Definition of frailty
We adopted the Fried criteria as the definition of frailty [23]. At enrollment, the five components of this frailty scale were measured: shrinking (a self-report of unintentional weight loss of more than 10 pounds in the past year based on dry weight, i.e., the weight of an individual undergoing hemodialysis without the excess fluid that builds up between dialysis treatments, which is more representative of the weight that subjects would have if they had normal kidney function), weakness (a grip-strength below an established cutoff value, based on sex), exhaustion (a self-report), low activity (kcal/wk values below an established cutoff value), and slow walking speed (the time taken to walk 4 m below an established cutoff value, according to sex) [23]. A score of 1 was given for each of the measured components. The aggregate frailty score was calculated as the sum of the component scores (range 0–5), and subjects were categorized as frail if the patients received 3 or more points [24].
Clinical variables
The patient demographic and clinical data, including age, sex, etiology of CKD (e.g., diabetes, hypertension, glomerulonephritis, polycystic kidney disease or unknown disease) and other comorbidities, were obtained via medical record reviews. Cardiac diseases were defined as patients with any medical histories of angina pectoris, a positive treadmill test, myocardial infarction, percutaneous transluminal coronary angioplasty, coronary artery bypass surgery, or congestive heart failure. Cerebrovascular diseases were defined as patients with medical histories of a stroke, a transient ischemic attack, or an intracranial hemorrhage. Laboratory findings were collected, including serum hemoglobin, serum calcium, blood urea nitrogen, phosphate, intact parathyroid hormone (iPTH), uric acid, total cholesterol, low-density lipid (LDL) cholesterol, c-reactive protein (CRP), 25-hydroxyvitamin D (25[OH]D), and albumin levels at the time of patient enrollment. The Homeostatic Model Assessment for Insulin Resistance (HOMA-IR) was calculated according to the following formula: [fasting insulin (μU/L)*fasting glucose (nmol/L)]/22.5 [25].

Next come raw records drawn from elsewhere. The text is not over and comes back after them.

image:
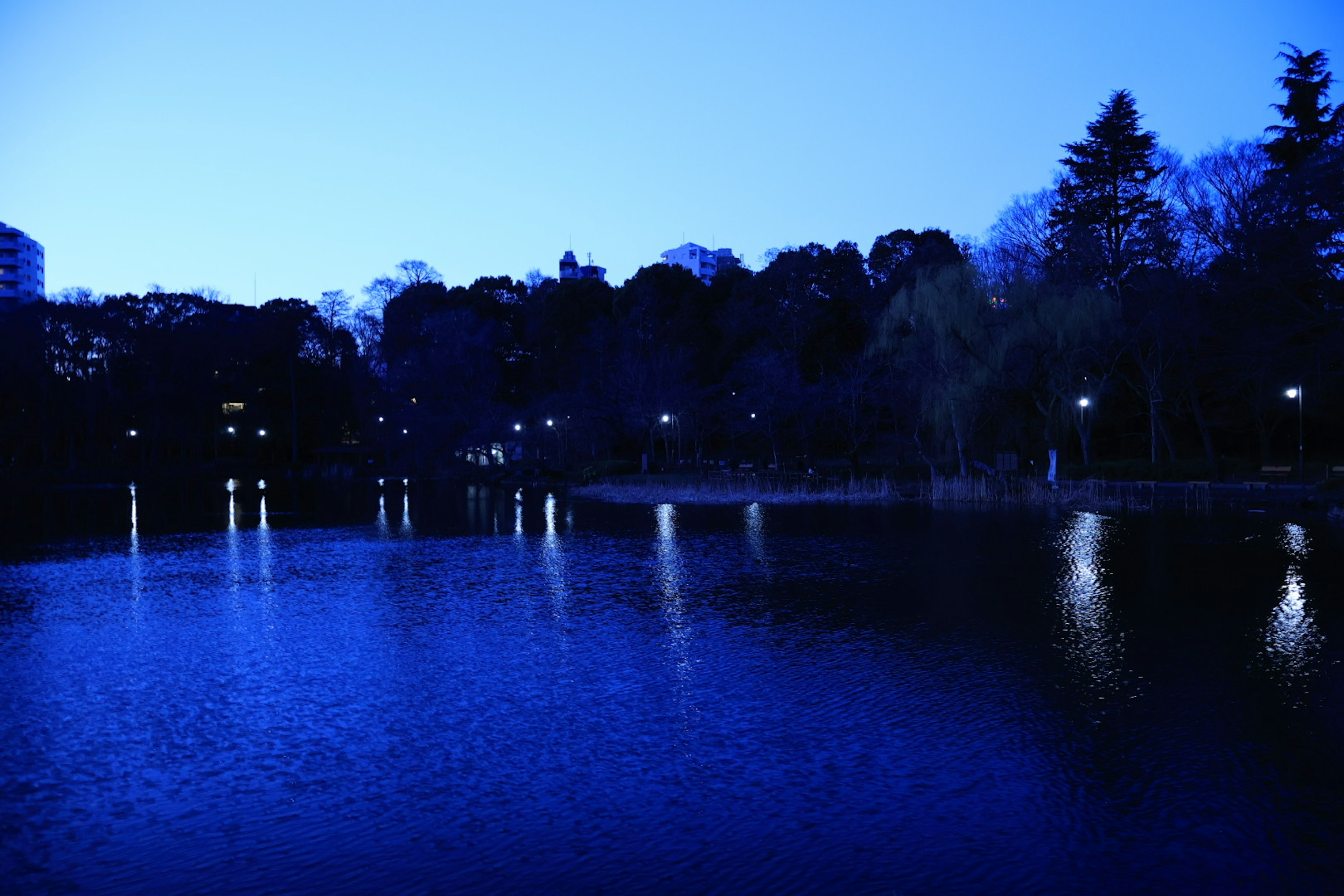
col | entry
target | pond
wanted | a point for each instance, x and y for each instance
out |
(424, 688)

Clinical outcome: hospitalization-free survival
We prospectively observed all hospitalization events, mortalities, and kidney transplantations over a 2-year follow-up period. A hospitalization was defined as any hospitalization, regardless of the reason for admission, with more than 1 overnight stay. The hospitalization causes were classified as cardiac and/or cerebrovascular, infectious, or other causes via medical record reviews or telephone contacts. The outcome for this analysis was time to hospitalization from any cause.
Statistical analysis
The categorical variables were recorded as numbers and percentages. The continuous variables are presented as the mean ± standard variation or median (IQR). Student’s t-tests, Mann-Whitney U tests or ANOVAs were used to compare the continuous variables. The categorical variables were compared using χ2 tests or Fisher’s exact tests. Pearson's correlation coefficients were used to summarize the cross-sectional relationships among age, hand grip strength, HOMA-IR, and ASM. Kaplan-Meier curves were used to estimate event times, and the distributions were compared via log-rank tests. A Cox regression model was used to analyze the independent variables that were associated with hospitalization or mortality. A p-value < 0.05 was considered to be statistically significant. Statistical analyses were performed using SPSS for Windows (version 21; SPSS, Chicago, IL, USA).